2 — La deuxième objection scripturaire formulée au temps de Sirice était tirée de la recommandation paulinienne à Timothée et à Tite sur le choix des épiscopes, presbytes et diacres. L'expression « mari d'une seule femme » n'implique-t-elle pas normalement le droit à user du mariage pour les monogames ainsi admis aux ordres ? Nous connaissons la réponse de Sirice, qui sera entérinée par ses successeurs : Paul n'a pas parlé d'un homme qui persisterait dans le désir d'engendrer, mais propter continentiam futuram.
Remarquons d'abord que le pape accepte de répondre à l'objection parce qu'il est bien conscient des conséquences que l'interprétation de ces textes pauliniens pouvait avoir sur la conception à se faire de l'origine de la continence sacerdotale. S'il n'essaye pas d'argumenter à l'aide des passages évangéliques sur le renoncement requis pour s'attacher totalement au Seigneur (Lc 14, 26 ; 18, 29), ou sur les « eunuques » volontaires (Mt 19, 11-12), c'est sans doute parce que la perspective envisagée dans ces textes est celle d'une option libre, faite en fonction d'un charisme personnel. Or, ce que veut montrer le pontife romain, c'est que la continence parfaite dont il rappelle l'obligation n'était pas à l'origine quelque chose de simplement conseillé, mais un mode de vie positivement voulu par l'Apôtre qui, le premier, fixa par écrit les qualités qu'il convenait d'exiger des ministres de l'Eglise. Il concentre donc son raisonnement sur l'exégèse de l'expression « mari d'une seule femme », en y lisant implicitement le devoir de continence pour l'homme marié admis aux ordres.

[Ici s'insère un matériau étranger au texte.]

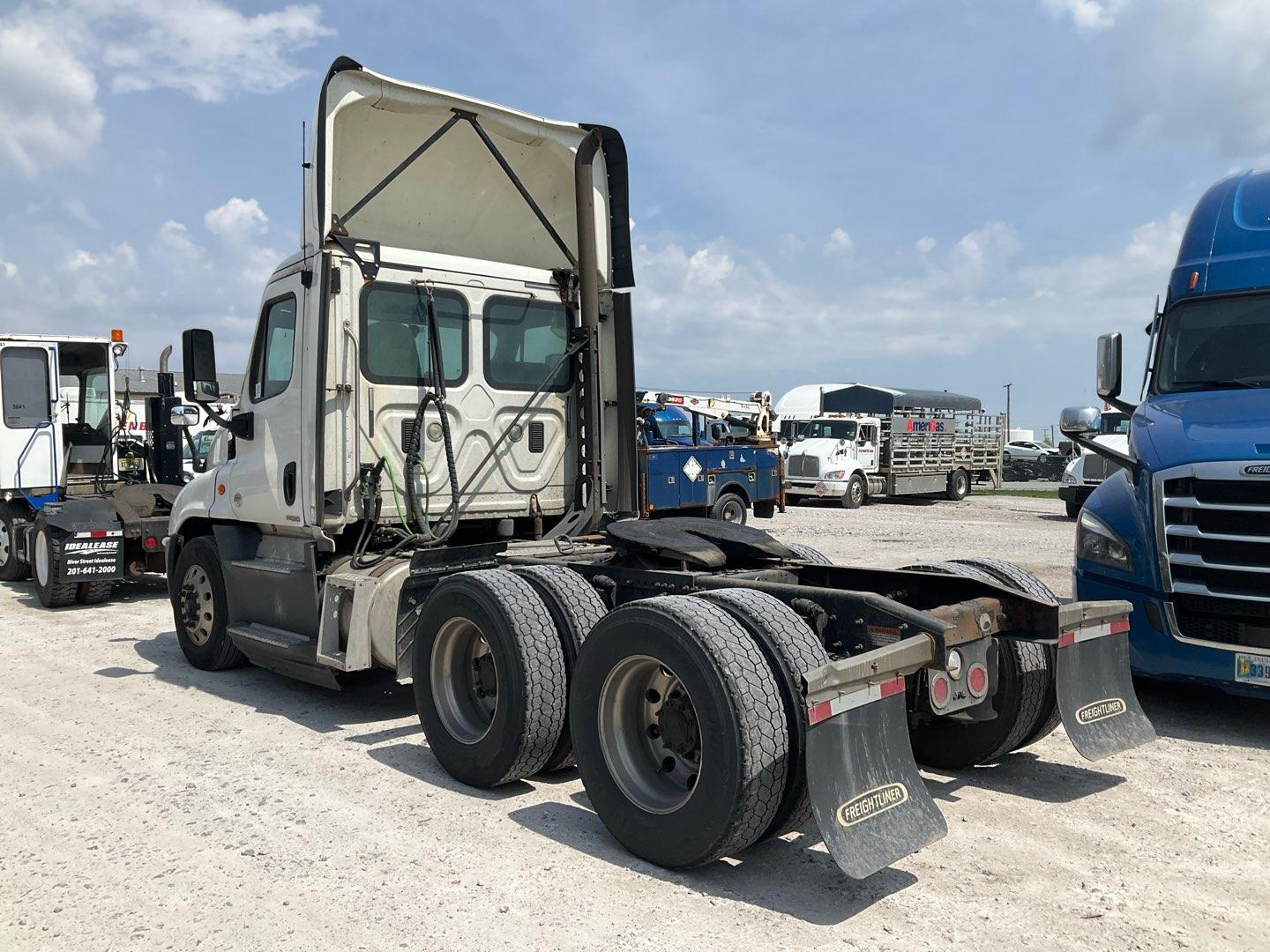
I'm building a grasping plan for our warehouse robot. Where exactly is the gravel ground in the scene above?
[0,495,1270,952]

Cette exégèse joua un grand rôle dans le recrutement du clergé aux premiers siècles de l'Eglise. Elle est reprise par les successeurs de Sirice et d'assez nombreux écrivains patriotiques ; on peut supposer qu'elle était généralement admise à l'époque, car on ne rencontre chez les Pères aucune opinion contradictoire (69).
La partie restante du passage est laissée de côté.